Change Management and the Sherpa Journey

What do Sherpas, innovation, and multimillion dollar software projects have in common?  Read on.

ARTICLE | Dec 7, 2017
by Robert Baron, Process & Project Coordinator, Coconino County, AZ
Coconino County Arizona

Sherpa’s are Tibetan people living in the Himalayas who often serve as porters on mountain climbing expeditions.  Their image is someone to assist with a difficult uphill journey.  Coconino County, Arizona adapted the Sherpa name as a brand as they undertake a multimillion dollar and multi-year effort to replace their ERP (Enterprise Resource Planning) system.

Coconino County prides itself in being a leader in innovation.  The County has an active Lean Government Committee, and the IDEAS (Improve, Develop, Eliminate, Adapt, Succeed) program offers prizes to employees that submit ideas to help the County implement efficiencies. Additionally, the Lean Academy pays the tuition cost for employees who earn a Lean Six Sigma Green belt.  Continuing this innovative spirit, the County is adopting a formal Change Management program as they implement new ERP software.

ERP systems are the financial backbone of any organization.  ERP systems assist staff to best coordinate the financial, budgeting, procurement, human resources, payroll, and other function across multiple departments.  Coconino County’s legacy ERP system was 25 years old and still employed the “green screen” technology.  Over the next three years, it is being replaced with a modern web based system, nicknamed “shERPa”. 

One of the biggest hurdles to a successful software deployment is not the software or hardware, but user acceptance.  User’s resistance to change is real and very powerful.  People cling to the adage that what is known is better than the unknown. 

Fear of learning a new system, added responsibilities, or job loss make many users hesitant to embrace change.  Given that Coconino County’s old ERP system has been in use for over two decades, much effort is being put into place to make a smooth transition. 

In cooperation with BerryDunn, Coconino County is enacting a Change Management program to manage the human aspect of change.  Change management involves including people throughout the entire process.  Buy-in is key. 

The program is currently in process and consists of the following items.

Engage Stakeholders from the Beginning

Always remember, people may not readily accept processes they didn’t help create.  Much effort was put into finding the user’s needs for the new ERP software before a purchasing decision was made.  Many meetings were held to understand what the current system does and doesn’t do well.  Those meetings uncovered many “shadow systems”, such as Excel spreadsheets, that filled in the gaps with the legacy software.  That feedback formed the basic requirements for the new software.

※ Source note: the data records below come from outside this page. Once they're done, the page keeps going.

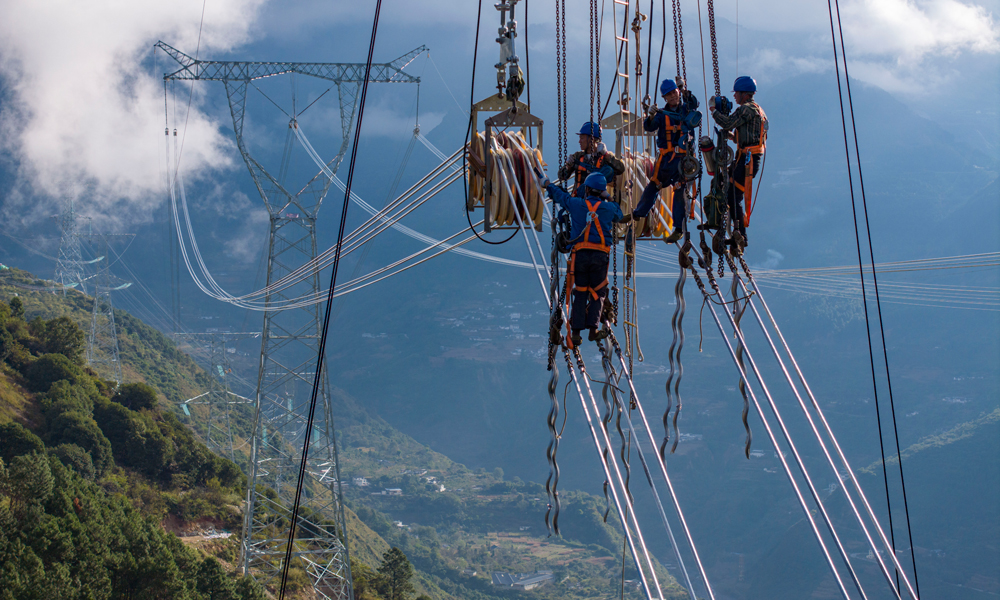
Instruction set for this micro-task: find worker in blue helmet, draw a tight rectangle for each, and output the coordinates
[632,77,701,243]
[708,75,768,246]
[559,122,625,197]
[538,173,622,347]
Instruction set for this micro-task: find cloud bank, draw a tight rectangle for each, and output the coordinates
[0,0,263,229]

Appoint an Organization Change Manager

Change management can’t be taken lightly and a point person is required.  The duties for this person include; invite a diverse membership group to assist with change management, identify pockets of resistance to change, create and implement a plan to mitigate this risk, and spearhead project communication with the stakeholders.

Share Decision Making between IT and other Departments

While software implementations can be viewed as an IT project, this focus is too narrow.  IT is a stakeholder, but decisions must also include all departments affected by the change.  Be sure to include all stakeholders in the decision-making process.  If not, those users may resist the change.

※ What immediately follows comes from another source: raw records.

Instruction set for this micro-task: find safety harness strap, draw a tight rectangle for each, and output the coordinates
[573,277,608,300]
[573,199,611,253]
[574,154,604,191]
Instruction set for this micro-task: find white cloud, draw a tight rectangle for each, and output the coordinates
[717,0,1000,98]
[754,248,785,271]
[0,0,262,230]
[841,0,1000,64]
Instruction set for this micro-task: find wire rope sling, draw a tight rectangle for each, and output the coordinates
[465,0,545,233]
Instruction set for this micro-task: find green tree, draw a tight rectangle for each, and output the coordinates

Build a Business Case for the Project

One method to encourage others to accept the change is to build a case for why change is necessary.  Identify deficiencies with the current process and highlight how the new one will make everyone’s job easier.  For example, most the “shadow systems” identified early on will be eliminated with the new software.  Building a case for a positive future state goes a long way toward buy-in now.

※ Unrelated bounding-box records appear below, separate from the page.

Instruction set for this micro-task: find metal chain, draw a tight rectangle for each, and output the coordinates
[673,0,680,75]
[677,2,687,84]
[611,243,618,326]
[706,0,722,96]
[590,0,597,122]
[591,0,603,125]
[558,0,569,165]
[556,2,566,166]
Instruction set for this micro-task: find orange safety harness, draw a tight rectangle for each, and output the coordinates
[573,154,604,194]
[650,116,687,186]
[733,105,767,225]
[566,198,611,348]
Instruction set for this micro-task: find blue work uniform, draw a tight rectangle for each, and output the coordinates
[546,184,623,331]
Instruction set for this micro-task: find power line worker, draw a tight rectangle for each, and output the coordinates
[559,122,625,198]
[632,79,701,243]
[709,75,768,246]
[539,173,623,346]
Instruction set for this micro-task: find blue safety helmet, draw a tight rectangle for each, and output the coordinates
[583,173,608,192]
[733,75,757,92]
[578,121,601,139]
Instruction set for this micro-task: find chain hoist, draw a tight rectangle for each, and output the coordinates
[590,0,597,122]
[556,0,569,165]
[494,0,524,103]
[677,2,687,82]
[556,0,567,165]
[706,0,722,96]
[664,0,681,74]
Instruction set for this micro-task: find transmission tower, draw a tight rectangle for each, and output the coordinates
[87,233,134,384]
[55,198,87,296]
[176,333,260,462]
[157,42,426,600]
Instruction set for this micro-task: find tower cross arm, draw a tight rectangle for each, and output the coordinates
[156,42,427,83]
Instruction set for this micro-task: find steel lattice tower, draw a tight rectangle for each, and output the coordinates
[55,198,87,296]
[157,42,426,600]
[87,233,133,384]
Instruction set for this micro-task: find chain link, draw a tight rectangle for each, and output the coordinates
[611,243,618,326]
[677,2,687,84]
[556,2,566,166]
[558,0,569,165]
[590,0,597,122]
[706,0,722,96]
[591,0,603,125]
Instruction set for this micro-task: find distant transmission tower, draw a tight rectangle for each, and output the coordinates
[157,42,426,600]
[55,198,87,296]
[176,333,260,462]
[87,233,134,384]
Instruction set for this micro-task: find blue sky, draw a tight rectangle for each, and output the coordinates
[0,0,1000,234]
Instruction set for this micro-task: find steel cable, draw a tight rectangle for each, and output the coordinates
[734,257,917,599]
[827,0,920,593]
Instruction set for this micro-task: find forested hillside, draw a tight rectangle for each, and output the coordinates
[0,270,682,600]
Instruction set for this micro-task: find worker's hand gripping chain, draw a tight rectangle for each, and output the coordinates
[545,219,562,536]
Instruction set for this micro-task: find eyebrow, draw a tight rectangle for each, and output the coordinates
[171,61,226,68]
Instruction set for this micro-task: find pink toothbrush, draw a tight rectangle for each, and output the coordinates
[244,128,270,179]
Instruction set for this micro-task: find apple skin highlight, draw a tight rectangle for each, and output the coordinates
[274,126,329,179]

Garner Support from Executive Leadership

Change must always be supported from the top leadership.  It is important to always keep leadership well informed of all progress and setbacks.  A positive cost benefit analysis goes a long way to garnering support from upper management.

Coconino County is in the midst of their transition to a new ERP system.  It is a multi-year and multi-million-dollar effort, nicknamed “shERPa”.  By embracing Change Management from the outset of the project, the odds of a successful transition are greatly increased.